Как неработающая АЭС и заброшенный кусок земли на окраине Обнинска создали фармпром Калужской области

Кластеры сейчас в моде: на карте, составленной экспертами НИУ ВШЭ, их целая сотня, причем еще не все уместились. Но что такое кластер, по-прежнему мало кто понимает. Даже если он, подобно калужскому, получил гордое звание пилотного и инновационного вместе с соответствующей матпомощью. Vademecum попытался разобраться, откуда взялась калужская фармацевтика и как повлияла на нее всероссийская кластерная лихорадка

Москвичи, имевшие дачи в окрестностях Обнинска, относились к нему двояко. С одной стороны, город был явно передовой и неординарный даже на бытовом уровне. В домобильную эру из здешнего почтового отделения можно было довольно легко дозвониться в Москву, в то время как в соседнем «спичечном поселке» Балабаново в телефонной трубке слышны были только свист и скрип. Улицы Обнинска были широки, народ по выходным сравнительно трезв, а в магазинах процветала система самообслуживания, основанная на непривычном для жителей области доверии.
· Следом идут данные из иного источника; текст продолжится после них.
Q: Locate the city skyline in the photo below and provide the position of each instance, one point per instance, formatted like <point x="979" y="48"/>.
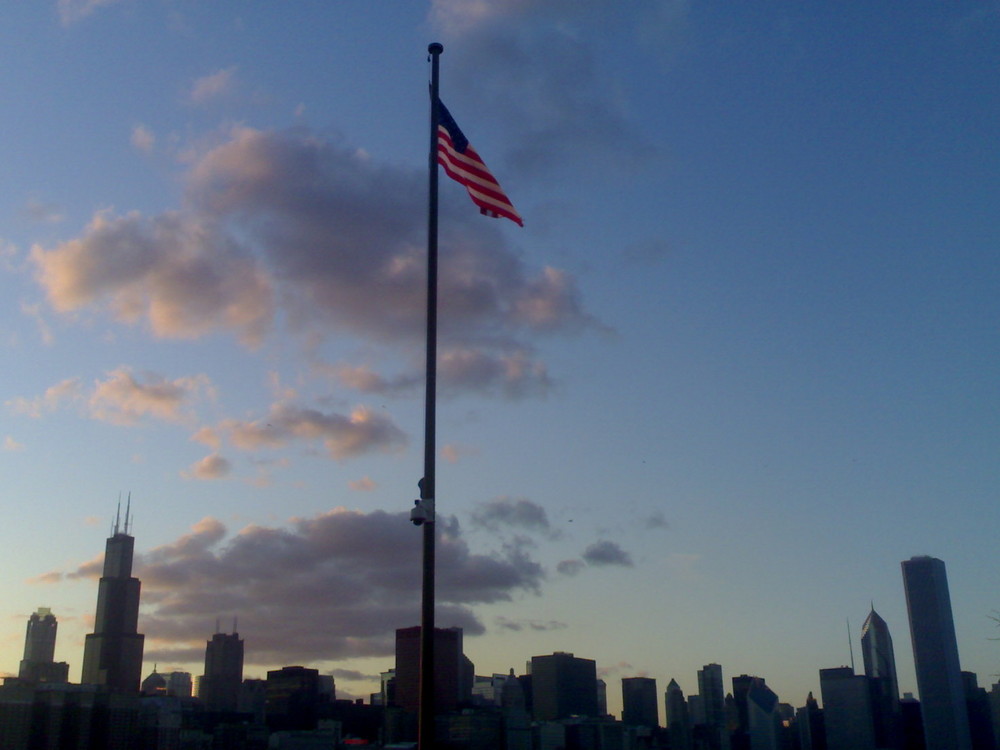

Ты берешь с полки буквально все что хочешь, например, молоко «Обнинское» – и только потом, у выхода, платишь. Но как раз с молока обычно и начинали под Обнинск подкапываться. Дачники считали, что местные коровы не могли не получить хоть небольшую дозу радиации. И только ли коровы: речка Протва на западной окраине города была для детей из московских семей под запретом, а в дачных товариществах у кого‑то обязательно находился дозиметр, и за ним выстраивалась целая очередь. Закрытие АЭС в 2002 году ничего не изменило: неработающая станция продолжала расшатывать душевное равновесие дачников. И вот так же, косвенным образом, она подтолкнула и развитие фармпрома.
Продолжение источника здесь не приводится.